I had to explain to Olaf, in my usual soft, dulcet tone of voice, that this woman had dropped a nuclear bomb on his life and he was not going in to see her without first launching a retaliatory strike. No windows were broken by my soft, dulcet tones, although the panes did rattle a bit. (Younger Daughter told me this morning that Olaf told her that I could be quite persuasive. That's certainly nice to hear.)
Olaf and Younger Daughter are gathering the papers today from which I will craft a letter in response. This letter (for Olaf's signature) will be copied to the department chair, the Academic Vice President, the Dean of Students, and the college President. I have referred to this sort of correspondence as a 'nut letter,' but it will not be intemperate. It will be precise, accurate and specific: Olaf is a kid who was, until his mysterious migraines began, a star in the math department, an ornament, a credit to the school. He has a sheaf of awards and commendations -- I'm told -- and this school is small enough that his professors knew him individually. They saw him deteriorate. There is a paper trail documenting his medical travails and the various promises made to accommodate him during his recuperation (I'll find out soon how well that trail is papered, but there's some stuff to work with, I know that much). It's not Olaf's fault that his parents have an HMO.
(God knows, we may all be stuck with something similar, or worse, in 2014 or shortly thereafter.)
And when I'm done, Olaf will have a letter that will persuade his math professors to have another meeting and put him back on course for an August graduation. And if that doesn't work, we'll do something else.
I have a granddaughter depending on us. (And, of course, I want my house back....)
4 comments:
God, Olaf is so lucky to have you! I got so angry reading this post that my BP must be some where around 190/110. I have an even worse story when it comes to kids who were diagnosed with ADHD. I've been through it all and even after almost 40 years he still suffers from much of the damage that diagnosis and medications has caused. And when the Ritalin doesn't seem to be working lets try a little Haldol with a little Cogentin on a 5th grader!!! Maybe we'll just throw in some Thorazine for good measure..Nightmares Curmy!
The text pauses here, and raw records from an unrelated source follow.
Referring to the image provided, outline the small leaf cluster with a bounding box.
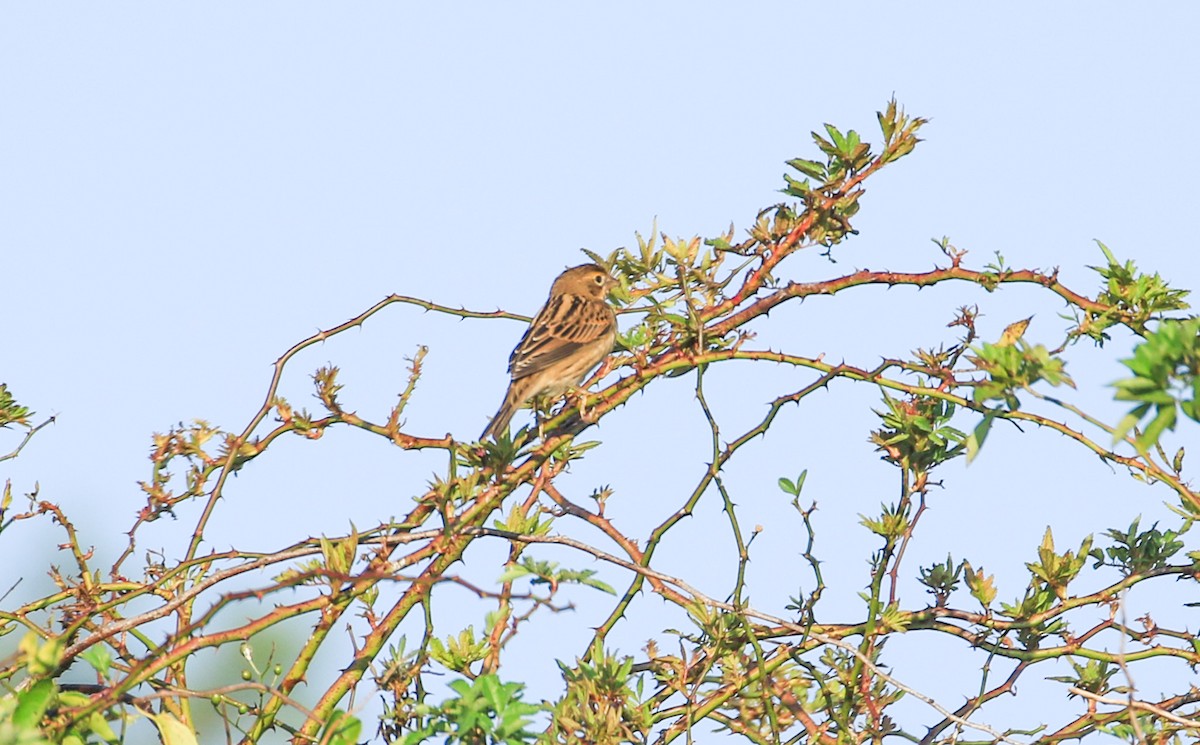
[1112,317,1200,452]
[1079,241,1189,343]
[870,393,966,473]
[917,554,966,607]
[400,674,545,745]
[1091,518,1192,576]
[967,335,1075,411]
[546,642,653,745]
[0,383,34,427]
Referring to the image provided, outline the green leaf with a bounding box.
[12,679,55,729]
[149,713,199,745]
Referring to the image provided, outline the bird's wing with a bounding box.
[509,294,617,380]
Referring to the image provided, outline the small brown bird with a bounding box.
[480,264,617,439]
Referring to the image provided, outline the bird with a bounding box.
[480,264,617,440]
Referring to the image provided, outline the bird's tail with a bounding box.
[479,396,517,440]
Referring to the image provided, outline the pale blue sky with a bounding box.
[0,2,1200,739]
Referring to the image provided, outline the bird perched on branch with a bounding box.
[480,264,617,439]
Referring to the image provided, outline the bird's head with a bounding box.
[550,264,617,300]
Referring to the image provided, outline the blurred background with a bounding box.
[0,1,1200,727]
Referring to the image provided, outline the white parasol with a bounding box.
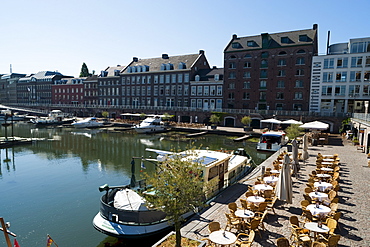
[281,119,303,124]
[276,154,293,204]
[299,121,329,130]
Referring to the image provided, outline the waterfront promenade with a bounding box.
[182,127,370,247]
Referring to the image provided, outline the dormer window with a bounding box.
[178,62,186,69]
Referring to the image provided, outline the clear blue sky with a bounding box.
[0,0,370,76]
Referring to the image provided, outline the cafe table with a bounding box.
[209,230,236,246]
[313,182,333,191]
[247,196,265,206]
[263,176,279,184]
[254,184,274,192]
[308,192,329,202]
[307,204,331,217]
[304,222,329,240]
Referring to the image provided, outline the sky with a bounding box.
[0,0,370,77]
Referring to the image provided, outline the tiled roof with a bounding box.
[225,26,317,52]
[124,54,201,73]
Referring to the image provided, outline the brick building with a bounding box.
[224,24,318,111]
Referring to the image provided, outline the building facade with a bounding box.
[224,24,318,111]
[51,77,86,105]
[121,50,210,109]
[310,37,370,115]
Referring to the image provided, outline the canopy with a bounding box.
[276,154,293,204]
[281,119,303,124]
[299,121,329,130]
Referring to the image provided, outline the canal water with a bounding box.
[0,123,269,247]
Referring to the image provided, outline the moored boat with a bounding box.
[93,148,253,238]
[72,117,104,128]
[257,131,289,152]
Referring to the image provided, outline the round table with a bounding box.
[263,176,279,184]
[254,184,274,191]
[247,196,265,206]
[308,192,329,202]
[313,182,333,191]
[209,230,236,245]
[304,222,330,240]
[307,204,331,216]
[234,209,254,219]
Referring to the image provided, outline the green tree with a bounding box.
[144,149,206,247]
[285,124,303,139]
[80,63,90,77]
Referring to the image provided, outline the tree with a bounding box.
[143,149,206,247]
[80,63,91,77]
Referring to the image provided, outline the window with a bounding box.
[295,57,305,65]
[229,62,236,69]
[247,40,258,47]
[294,92,303,100]
[261,59,268,68]
[335,71,347,82]
[261,51,269,58]
[229,72,236,79]
[259,92,266,101]
[278,51,287,56]
[243,92,250,100]
[295,69,304,76]
[243,81,251,89]
[298,34,309,42]
[365,56,370,67]
[364,71,370,82]
[295,80,303,88]
[228,92,235,99]
[362,85,370,96]
[351,57,362,68]
[278,69,285,76]
[277,80,285,88]
[349,71,361,81]
[244,62,252,68]
[321,86,333,96]
[278,58,286,66]
[348,85,360,97]
[231,42,243,49]
[260,69,267,78]
[276,92,284,99]
[334,86,346,96]
[324,58,334,69]
[337,57,348,68]
[260,81,267,88]
[243,71,251,78]
[322,72,333,82]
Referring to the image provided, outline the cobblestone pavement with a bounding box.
[182,135,370,247]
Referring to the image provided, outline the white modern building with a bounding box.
[310,37,370,116]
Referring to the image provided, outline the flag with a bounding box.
[46,235,54,247]
[14,239,20,247]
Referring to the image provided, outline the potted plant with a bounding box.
[241,116,252,131]
[209,114,220,129]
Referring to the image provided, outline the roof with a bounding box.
[124,51,202,73]
[225,26,317,52]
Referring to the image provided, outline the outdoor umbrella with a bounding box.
[302,134,308,161]
[276,154,293,204]
[299,121,329,130]
[261,118,281,129]
[292,139,299,177]
[281,119,303,124]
What some of the so called educators and medical people do to our kids should be against the law.
Yes, you do whatever it takes to get this boy graduated just like this damn school promised him!
rats! and if that doesn't work let me know and i'll send her a pox! this is not right and he's lucky to have you!
smiles, bee
tyvc
Curmudgeon - It seems that there might be an ADA accommodation issue here. Has Olaf contacted Equip for Equality? They provide free legal services to people with disabilities (ADHD and migraine issues count as disability.) Visit http://www.equipforequality.org/programs/
The telephone number for Equip for Equality is (800)537-2632. Keep us posted!
Ugh! Glad he's got you there to write the Nastygram for him. These sorts of things are just...ARGH. And when you're young, you just don't know what to DO about it, what you CAN do about it. (Says the cranky old lady* who has been dictating Nastygrams to Certain Medical Billing Personnel for her babysitter, a-hem...)
*at least, that's how I appear to a very-early-twenty-something who brings all her sorrows to me for Advice and Opinions and Really Big Official Sounding Words That Magically Make Things Happen.